For months, there have been rumours of threats against the Vatican or Pope Francis by the Islamic State militants who are attacking Christians, other religious minorities and Muslims they do not agree with in Syria and Iraq. Concern heightened in February when militants claiming to be allied with the Islamic State group murdered 21 Christians in Libya, which is less than 480km from the Italian mainland.

“The threat exists,” Mr Giani said. “That is what has emerged in meetings with my Italian and foreign colleagues. But the existence of a threat is one thing and planning an attack is another. At this time, we have not been informed of any plans to attack the Vatican or the Holy Father.”

Mr Giani, who worked in the Italian secret service before moving to the Vatican, said he was in frequent contact with Italian and other government intelligence services, including some from predominantly Muslim countries. “I can say that today the pontiff is seen and respected by Muslims as the most influential moral authority in the world – and that is on the part of both religious and civil leaders,” he said.

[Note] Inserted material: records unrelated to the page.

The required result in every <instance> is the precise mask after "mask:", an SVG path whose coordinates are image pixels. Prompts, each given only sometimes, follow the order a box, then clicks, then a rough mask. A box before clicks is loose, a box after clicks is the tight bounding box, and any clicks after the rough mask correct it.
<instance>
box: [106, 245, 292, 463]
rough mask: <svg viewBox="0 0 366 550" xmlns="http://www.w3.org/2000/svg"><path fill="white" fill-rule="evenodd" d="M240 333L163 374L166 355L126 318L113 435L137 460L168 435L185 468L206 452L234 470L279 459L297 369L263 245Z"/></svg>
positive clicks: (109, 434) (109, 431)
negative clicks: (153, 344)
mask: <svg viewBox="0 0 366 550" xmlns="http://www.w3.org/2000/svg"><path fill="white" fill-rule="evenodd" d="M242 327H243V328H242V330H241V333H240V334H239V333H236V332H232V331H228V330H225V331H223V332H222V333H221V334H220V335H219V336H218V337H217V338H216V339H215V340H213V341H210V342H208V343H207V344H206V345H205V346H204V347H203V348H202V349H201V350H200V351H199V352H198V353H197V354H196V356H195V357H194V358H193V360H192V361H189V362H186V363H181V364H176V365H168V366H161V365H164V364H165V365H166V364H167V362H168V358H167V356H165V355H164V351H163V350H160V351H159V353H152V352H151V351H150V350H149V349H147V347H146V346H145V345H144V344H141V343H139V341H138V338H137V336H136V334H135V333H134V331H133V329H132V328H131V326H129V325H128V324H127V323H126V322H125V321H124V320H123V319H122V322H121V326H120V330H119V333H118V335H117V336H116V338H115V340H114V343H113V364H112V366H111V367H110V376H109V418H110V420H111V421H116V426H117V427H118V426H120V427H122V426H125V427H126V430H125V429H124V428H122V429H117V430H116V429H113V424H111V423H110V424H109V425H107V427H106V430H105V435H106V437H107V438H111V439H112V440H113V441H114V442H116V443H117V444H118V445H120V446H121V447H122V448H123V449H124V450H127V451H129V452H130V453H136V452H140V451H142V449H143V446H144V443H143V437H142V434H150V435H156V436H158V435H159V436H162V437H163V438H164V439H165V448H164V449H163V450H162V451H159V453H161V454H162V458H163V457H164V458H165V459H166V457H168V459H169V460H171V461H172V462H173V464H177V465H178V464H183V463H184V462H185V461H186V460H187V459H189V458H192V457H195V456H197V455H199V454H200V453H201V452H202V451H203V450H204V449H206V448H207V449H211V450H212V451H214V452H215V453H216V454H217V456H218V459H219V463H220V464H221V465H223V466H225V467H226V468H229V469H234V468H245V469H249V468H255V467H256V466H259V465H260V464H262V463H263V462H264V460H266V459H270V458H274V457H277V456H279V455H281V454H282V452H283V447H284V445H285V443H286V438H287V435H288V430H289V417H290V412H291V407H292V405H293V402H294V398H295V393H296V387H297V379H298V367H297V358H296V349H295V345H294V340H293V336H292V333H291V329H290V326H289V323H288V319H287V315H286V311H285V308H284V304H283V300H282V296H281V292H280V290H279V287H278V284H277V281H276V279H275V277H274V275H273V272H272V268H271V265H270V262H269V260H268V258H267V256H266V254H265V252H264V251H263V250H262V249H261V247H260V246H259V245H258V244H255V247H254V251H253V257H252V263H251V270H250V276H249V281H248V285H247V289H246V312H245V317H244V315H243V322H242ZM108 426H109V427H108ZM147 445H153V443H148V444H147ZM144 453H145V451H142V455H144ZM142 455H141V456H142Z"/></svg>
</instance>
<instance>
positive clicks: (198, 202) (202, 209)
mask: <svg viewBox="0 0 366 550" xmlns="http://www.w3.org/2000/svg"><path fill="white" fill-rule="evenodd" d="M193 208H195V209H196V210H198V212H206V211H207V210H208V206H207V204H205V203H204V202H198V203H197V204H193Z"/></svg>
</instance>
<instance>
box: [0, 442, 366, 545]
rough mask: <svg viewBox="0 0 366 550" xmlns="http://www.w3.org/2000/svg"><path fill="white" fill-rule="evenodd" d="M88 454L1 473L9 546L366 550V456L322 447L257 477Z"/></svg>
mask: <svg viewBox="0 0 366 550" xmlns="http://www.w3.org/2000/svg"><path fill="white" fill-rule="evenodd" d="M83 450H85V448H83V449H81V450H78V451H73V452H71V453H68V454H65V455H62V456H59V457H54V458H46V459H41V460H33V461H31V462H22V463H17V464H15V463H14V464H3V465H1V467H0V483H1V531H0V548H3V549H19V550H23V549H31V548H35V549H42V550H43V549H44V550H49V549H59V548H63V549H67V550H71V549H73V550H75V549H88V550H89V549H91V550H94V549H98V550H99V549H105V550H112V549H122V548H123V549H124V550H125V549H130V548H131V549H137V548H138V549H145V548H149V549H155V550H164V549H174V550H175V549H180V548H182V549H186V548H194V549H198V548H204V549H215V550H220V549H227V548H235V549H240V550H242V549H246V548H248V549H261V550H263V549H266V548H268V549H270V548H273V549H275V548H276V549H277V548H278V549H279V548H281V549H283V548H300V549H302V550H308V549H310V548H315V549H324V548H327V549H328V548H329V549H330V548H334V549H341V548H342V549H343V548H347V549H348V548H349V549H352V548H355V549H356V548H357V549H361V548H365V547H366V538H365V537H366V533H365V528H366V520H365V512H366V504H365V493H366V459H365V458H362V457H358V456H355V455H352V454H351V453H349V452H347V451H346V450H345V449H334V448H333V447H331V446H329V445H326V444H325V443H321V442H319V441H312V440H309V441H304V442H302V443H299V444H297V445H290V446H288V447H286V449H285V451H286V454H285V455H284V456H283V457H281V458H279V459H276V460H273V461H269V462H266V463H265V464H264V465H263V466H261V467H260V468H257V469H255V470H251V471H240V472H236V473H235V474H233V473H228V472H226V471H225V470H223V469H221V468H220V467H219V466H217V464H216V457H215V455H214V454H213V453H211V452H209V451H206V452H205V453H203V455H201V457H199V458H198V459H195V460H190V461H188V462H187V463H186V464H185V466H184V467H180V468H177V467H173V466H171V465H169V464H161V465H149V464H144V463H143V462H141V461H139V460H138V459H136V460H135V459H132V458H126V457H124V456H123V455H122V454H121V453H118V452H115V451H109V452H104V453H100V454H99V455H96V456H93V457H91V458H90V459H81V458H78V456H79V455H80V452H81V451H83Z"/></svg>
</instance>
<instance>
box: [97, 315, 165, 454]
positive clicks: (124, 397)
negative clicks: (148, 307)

Asked how Pope Francis was living with the threat, Mr Giani said: “The Holy Father does not intend to abandon the style of his pontificate, which is based on proximity, that is, on a direct encounter with the greatest number of people possible. Even as pontiff, he has remained a priest who does not want to lose contact with his flock.”

“Those of us entrusted with his security must adapt to his style and not the other way around,” he said. “We must do everything possible so that he can continue to carry out his ministry as he wants and believes is best.”

Mr Giani said Pope Francis “is well aware of the threats” against him, “but his only concern is for the faithful”.

The Apostolic Palace, where Pope Francis chose not to live, “is more difficult to access” than the Domus Sanctae Marthae, where he had taken up residence, Mr Giani said. “But as I said, the Holy Father has chosen a way of living and does not intend to change it because of a potential risk.”

In addition to his constant collaboration with the Swiss Guard and Italian police forces and his contact with a variety of security services, Mr Giani said the Vatican was aided by a high-tech operations centre and “thousands of security cameras installed” in Vatican City and in Vatican buildings around Rome.

Asked if his office ever tapped telephones, he said, “it happens sometimes”, but rarely.